According to NerdWallet’s Inaugural Consumer Credit Card Report, millennials have the lowest average credit score of all age groups with 28 percent scoring below 579. When used responsibly, credit cards are the easiest way to build your credit. The problem is, many millennials are hurting their finances by making these credit card mistakes
Applying for cards without meeting the qualifications
Millennials with credit scores ranging from 300 to 579 are more likely to apply for a credit card and get rejected. You may think your rejection isn’t a big deal and apply somewhere else, but you’re doing more harm than good. With every application, the lender does a “hard” inquiry into your credit history which causes your credit score to take a dip. The more inquires you have, the riskier you seem to lenders.
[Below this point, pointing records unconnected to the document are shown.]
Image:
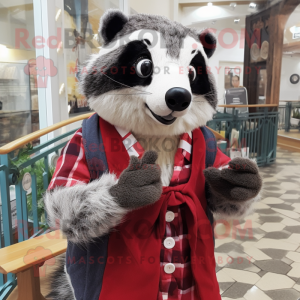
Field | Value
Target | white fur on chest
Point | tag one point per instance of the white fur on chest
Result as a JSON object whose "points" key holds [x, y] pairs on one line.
{"points": [[166, 148]]}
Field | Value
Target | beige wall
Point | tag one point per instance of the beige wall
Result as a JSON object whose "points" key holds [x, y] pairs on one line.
{"points": [[153, 7]]}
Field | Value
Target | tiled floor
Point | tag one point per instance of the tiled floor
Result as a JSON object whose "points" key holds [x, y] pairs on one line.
{"points": [[259, 258]]}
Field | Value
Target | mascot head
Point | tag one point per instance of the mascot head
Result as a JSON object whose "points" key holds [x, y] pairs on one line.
{"points": [[150, 77]]}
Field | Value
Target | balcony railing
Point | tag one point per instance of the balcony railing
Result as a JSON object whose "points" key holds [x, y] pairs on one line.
{"points": [[23, 217]]}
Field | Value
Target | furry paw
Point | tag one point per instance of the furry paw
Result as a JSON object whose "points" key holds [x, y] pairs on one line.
{"points": [[140, 184], [240, 182]]}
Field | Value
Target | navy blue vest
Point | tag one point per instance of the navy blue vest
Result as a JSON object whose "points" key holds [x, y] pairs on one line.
{"points": [[86, 264]]}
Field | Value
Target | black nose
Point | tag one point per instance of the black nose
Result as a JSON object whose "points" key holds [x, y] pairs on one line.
{"points": [[178, 99]]}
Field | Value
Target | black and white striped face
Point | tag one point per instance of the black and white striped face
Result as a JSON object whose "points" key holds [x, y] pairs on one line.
{"points": [[151, 81]]}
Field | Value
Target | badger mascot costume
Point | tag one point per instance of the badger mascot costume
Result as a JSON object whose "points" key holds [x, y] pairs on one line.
{"points": [[136, 188]]}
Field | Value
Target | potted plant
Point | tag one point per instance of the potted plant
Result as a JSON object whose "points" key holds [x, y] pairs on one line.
{"points": [[295, 117]]}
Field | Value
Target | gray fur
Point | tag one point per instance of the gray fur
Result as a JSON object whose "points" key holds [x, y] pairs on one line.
{"points": [[228, 210], [93, 81], [233, 190], [140, 184], [107, 20], [61, 288], [173, 32], [85, 211]]}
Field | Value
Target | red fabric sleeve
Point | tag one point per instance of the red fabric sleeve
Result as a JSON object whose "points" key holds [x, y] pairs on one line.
{"points": [[221, 159], [71, 166]]}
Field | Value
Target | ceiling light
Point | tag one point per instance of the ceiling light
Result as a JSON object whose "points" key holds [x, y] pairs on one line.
{"points": [[58, 14], [61, 88]]}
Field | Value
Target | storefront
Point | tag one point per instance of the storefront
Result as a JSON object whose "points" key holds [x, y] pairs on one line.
{"points": [[42, 48]]}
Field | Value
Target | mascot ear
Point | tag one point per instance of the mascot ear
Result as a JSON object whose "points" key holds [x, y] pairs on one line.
{"points": [[209, 42], [111, 23]]}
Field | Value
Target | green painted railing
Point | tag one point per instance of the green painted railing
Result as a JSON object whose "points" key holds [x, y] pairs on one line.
{"points": [[29, 218], [257, 130], [291, 115]]}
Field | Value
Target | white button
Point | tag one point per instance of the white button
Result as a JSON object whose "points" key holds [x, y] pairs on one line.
{"points": [[169, 243], [169, 268], [170, 216]]}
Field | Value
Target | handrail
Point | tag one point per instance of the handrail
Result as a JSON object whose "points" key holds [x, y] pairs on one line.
{"points": [[37, 134], [251, 105]]}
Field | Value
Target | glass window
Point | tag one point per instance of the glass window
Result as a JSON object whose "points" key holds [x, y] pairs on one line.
{"points": [[18, 93], [81, 22]]}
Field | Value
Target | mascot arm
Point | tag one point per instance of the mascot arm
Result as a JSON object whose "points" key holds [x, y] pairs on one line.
{"points": [[232, 191], [86, 211]]}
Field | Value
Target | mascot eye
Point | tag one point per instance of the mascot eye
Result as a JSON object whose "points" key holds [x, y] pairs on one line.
{"points": [[192, 73], [144, 68]]}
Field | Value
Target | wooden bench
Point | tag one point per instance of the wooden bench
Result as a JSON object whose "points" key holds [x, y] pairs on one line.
{"points": [[24, 259]]}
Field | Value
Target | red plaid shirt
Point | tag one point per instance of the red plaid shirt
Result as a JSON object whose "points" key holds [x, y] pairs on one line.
{"points": [[72, 168]]}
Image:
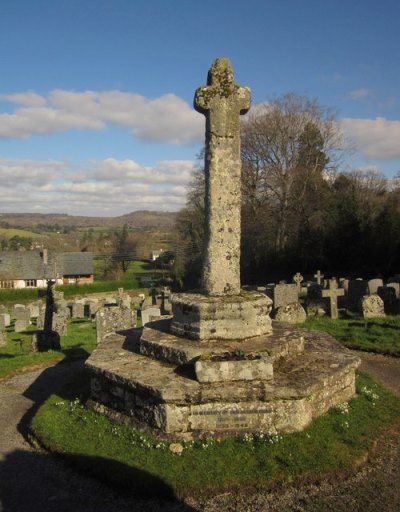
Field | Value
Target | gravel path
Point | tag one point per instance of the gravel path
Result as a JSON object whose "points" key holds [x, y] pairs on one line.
{"points": [[31, 480]]}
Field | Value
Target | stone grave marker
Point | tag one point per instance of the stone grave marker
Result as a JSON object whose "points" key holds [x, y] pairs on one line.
{"points": [[5, 320], [17, 308], [113, 319], [23, 314], [150, 314], [298, 279], [388, 295], [291, 313], [34, 309], [332, 293], [374, 284], [285, 294], [316, 305], [396, 287], [3, 338], [372, 306], [319, 277], [357, 289], [45, 337], [20, 325], [78, 309]]}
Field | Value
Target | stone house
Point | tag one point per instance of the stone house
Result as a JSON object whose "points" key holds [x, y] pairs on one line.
{"points": [[31, 269]]}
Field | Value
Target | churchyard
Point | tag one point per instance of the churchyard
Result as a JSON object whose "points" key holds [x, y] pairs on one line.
{"points": [[228, 386]]}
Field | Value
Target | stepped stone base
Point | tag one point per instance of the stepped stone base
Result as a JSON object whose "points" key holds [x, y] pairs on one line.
{"points": [[305, 374], [204, 317]]}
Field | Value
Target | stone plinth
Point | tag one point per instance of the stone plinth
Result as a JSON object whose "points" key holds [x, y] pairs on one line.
{"points": [[252, 367], [157, 342], [230, 317], [169, 399]]}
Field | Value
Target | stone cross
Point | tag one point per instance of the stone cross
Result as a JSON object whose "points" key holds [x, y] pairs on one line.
{"points": [[333, 293], [318, 276], [222, 102], [298, 279]]}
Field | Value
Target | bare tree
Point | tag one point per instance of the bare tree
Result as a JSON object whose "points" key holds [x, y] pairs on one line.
{"points": [[288, 146]]}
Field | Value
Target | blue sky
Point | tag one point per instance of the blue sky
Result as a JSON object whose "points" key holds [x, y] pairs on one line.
{"points": [[96, 113]]}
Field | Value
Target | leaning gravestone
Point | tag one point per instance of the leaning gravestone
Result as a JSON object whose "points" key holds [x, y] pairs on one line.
{"points": [[396, 287], [374, 284], [113, 319], [372, 306], [150, 314], [388, 295], [356, 291], [298, 279], [285, 294], [46, 338], [5, 320], [316, 305], [332, 293], [78, 309], [291, 314], [20, 325], [3, 338]]}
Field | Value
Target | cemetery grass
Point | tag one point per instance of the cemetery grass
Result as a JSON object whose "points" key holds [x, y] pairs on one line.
{"points": [[123, 457], [380, 335], [17, 355]]}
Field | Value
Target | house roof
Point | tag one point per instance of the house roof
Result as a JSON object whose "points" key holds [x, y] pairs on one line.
{"points": [[44, 264], [77, 263]]}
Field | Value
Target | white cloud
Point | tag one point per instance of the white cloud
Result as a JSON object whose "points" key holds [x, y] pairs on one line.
{"points": [[374, 138], [357, 94], [166, 119], [106, 187]]}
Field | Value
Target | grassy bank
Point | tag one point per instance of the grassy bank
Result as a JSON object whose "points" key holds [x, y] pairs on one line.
{"points": [[380, 335], [17, 355], [126, 458]]}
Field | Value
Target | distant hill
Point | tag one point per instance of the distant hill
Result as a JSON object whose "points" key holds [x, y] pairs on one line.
{"points": [[138, 220]]}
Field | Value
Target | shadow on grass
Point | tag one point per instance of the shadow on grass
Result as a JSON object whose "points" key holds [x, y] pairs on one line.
{"points": [[32, 482], [27, 470]]}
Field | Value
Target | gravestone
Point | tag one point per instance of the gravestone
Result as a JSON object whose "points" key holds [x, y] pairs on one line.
{"points": [[388, 295], [34, 310], [20, 325], [396, 287], [372, 306], [78, 309], [17, 308], [91, 307], [357, 289], [23, 314], [332, 293], [3, 338], [315, 304], [374, 284], [150, 314], [5, 320], [285, 294], [45, 337], [291, 313], [298, 279], [113, 319], [319, 277]]}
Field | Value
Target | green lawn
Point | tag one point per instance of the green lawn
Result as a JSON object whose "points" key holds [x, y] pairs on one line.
{"points": [[17, 355], [381, 335], [127, 458]]}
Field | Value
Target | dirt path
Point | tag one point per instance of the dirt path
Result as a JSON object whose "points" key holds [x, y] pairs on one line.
{"points": [[31, 480]]}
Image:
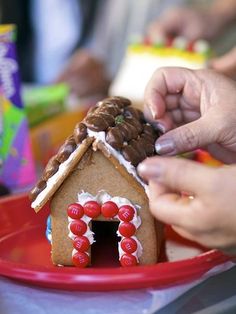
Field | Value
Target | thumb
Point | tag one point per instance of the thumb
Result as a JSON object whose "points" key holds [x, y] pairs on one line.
{"points": [[178, 174], [186, 138]]}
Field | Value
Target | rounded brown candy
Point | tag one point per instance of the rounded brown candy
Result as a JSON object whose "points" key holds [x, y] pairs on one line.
{"points": [[96, 123], [115, 138], [138, 148], [66, 150], [135, 123], [125, 131], [51, 168], [80, 132], [148, 147], [131, 112], [111, 109]]}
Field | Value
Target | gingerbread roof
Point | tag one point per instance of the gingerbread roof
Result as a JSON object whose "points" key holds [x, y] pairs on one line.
{"points": [[112, 122]]}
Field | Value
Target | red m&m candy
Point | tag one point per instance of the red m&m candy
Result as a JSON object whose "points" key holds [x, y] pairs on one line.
{"points": [[128, 260], [81, 243], [109, 209], [127, 229], [126, 213], [92, 209], [129, 245], [75, 211], [80, 259], [78, 227]]}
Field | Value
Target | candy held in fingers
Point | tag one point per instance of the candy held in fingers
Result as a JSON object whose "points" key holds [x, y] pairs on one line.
{"points": [[81, 243], [129, 245], [127, 229], [126, 213], [80, 259], [128, 260]]}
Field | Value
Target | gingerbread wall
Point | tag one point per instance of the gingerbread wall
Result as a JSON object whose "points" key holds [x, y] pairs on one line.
{"points": [[96, 172]]}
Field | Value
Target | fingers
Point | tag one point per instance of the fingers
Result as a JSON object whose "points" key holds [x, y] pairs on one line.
{"points": [[178, 174], [186, 138], [225, 64], [166, 86]]}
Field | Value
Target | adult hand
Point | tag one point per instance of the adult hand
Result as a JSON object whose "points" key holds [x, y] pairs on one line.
{"points": [[225, 64], [210, 217], [188, 22], [85, 75], [198, 108]]}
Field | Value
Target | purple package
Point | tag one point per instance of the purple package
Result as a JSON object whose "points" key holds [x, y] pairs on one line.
{"points": [[17, 167]]}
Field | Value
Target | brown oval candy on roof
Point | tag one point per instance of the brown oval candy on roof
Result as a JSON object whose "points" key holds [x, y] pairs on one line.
{"points": [[80, 132], [136, 123], [125, 131], [96, 123], [149, 130], [131, 112], [111, 109], [39, 187], [51, 168], [66, 150], [115, 138], [121, 102], [136, 144]]}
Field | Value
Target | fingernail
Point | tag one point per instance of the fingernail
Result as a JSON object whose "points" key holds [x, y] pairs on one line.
{"points": [[149, 170], [153, 112], [165, 146], [161, 127]]}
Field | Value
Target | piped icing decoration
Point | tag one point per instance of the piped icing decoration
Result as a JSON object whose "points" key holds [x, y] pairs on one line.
{"points": [[90, 207], [112, 122]]}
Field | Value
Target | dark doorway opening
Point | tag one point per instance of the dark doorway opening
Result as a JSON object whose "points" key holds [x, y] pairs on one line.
{"points": [[104, 252]]}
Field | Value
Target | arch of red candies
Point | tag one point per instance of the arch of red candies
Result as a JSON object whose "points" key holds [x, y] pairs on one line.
{"points": [[109, 210]]}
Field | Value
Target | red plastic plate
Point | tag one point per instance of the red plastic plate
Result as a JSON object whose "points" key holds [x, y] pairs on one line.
{"points": [[25, 256]]}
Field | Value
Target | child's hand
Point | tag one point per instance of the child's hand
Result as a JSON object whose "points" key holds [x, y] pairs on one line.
{"points": [[209, 218], [225, 64], [200, 107]]}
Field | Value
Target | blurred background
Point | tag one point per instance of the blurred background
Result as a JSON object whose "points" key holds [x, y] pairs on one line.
{"points": [[73, 53]]}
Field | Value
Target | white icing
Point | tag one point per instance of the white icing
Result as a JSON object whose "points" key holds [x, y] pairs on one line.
{"points": [[101, 136], [101, 198], [51, 181]]}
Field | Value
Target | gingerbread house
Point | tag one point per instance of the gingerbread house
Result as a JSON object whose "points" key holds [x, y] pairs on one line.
{"points": [[93, 178]]}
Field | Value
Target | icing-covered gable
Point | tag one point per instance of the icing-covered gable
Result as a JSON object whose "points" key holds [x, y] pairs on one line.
{"points": [[123, 133]]}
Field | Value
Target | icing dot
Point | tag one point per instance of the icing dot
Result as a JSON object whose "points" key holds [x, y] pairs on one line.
{"points": [[126, 229], [92, 209], [109, 209], [126, 213], [80, 259], [81, 243], [129, 245], [78, 227], [75, 211], [128, 260]]}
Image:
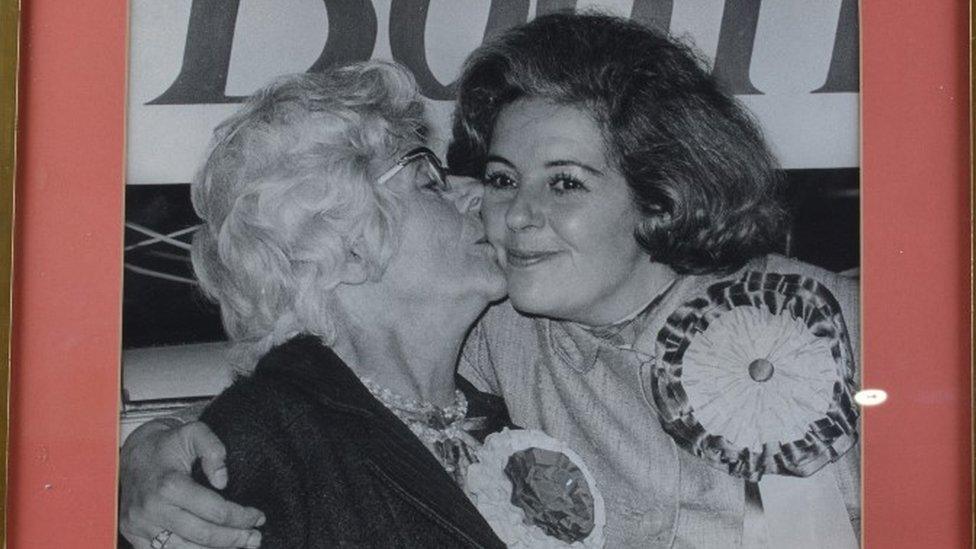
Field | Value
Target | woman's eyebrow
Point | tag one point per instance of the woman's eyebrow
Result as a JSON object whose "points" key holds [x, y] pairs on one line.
{"points": [[500, 160], [581, 165]]}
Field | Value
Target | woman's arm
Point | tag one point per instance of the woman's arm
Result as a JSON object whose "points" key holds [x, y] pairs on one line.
{"points": [[156, 491]]}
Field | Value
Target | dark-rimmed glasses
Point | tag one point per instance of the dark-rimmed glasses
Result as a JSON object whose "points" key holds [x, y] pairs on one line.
{"points": [[436, 167]]}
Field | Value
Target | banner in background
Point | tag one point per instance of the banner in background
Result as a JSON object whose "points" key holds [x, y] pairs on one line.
{"points": [[793, 63]]}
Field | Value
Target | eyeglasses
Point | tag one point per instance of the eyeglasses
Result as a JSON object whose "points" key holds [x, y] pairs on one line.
{"points": [[437, 169]]}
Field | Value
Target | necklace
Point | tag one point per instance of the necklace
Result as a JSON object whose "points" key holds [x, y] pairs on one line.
{"points": [[441, 429]]}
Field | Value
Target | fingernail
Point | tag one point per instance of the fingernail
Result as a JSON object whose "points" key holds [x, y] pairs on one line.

Rather than apply for several credit cards which require excellent credit, look for cards geared towards your credit range and choose the best one. If you have little to no credit, this may mean applying for a student or secured credit card.
Picking cards based on advertisements and promotions
Almost half of millennials who applied for a credit card, chose one they saw in an advertisement or promotion. Selecting the right card requires more information than what’s presented on TV. While the idea of 1% cashback on purchases and 0% APR is appealing, you’ll receive the shock of a lifetime when your interest rate skyrockets to 22.99% after the introductory period. Save yourself some trouble by doing the proper research. Look for a low interest card that fits your needs and has minimal fees and penalties.
Avoiding credit cards altogether
31 percent of adults between 18 and 34 have never applied for a credit card. While avoiding credit cards is a good way to remain debt-free, you’re missing an opportunity to build your credit. MyFico states that 35% of your credit score depends on your payment history and another 15% depends on how long the accounts have been open. By getting a credit card, charging a few items and paying the total balance by the due date, you’re showing creditors they can trust you. Over time, your credit score will rise, qualifying you for better interest rates on future loans. This will save you a lot of money on interest if you ever plan on buying a house or car.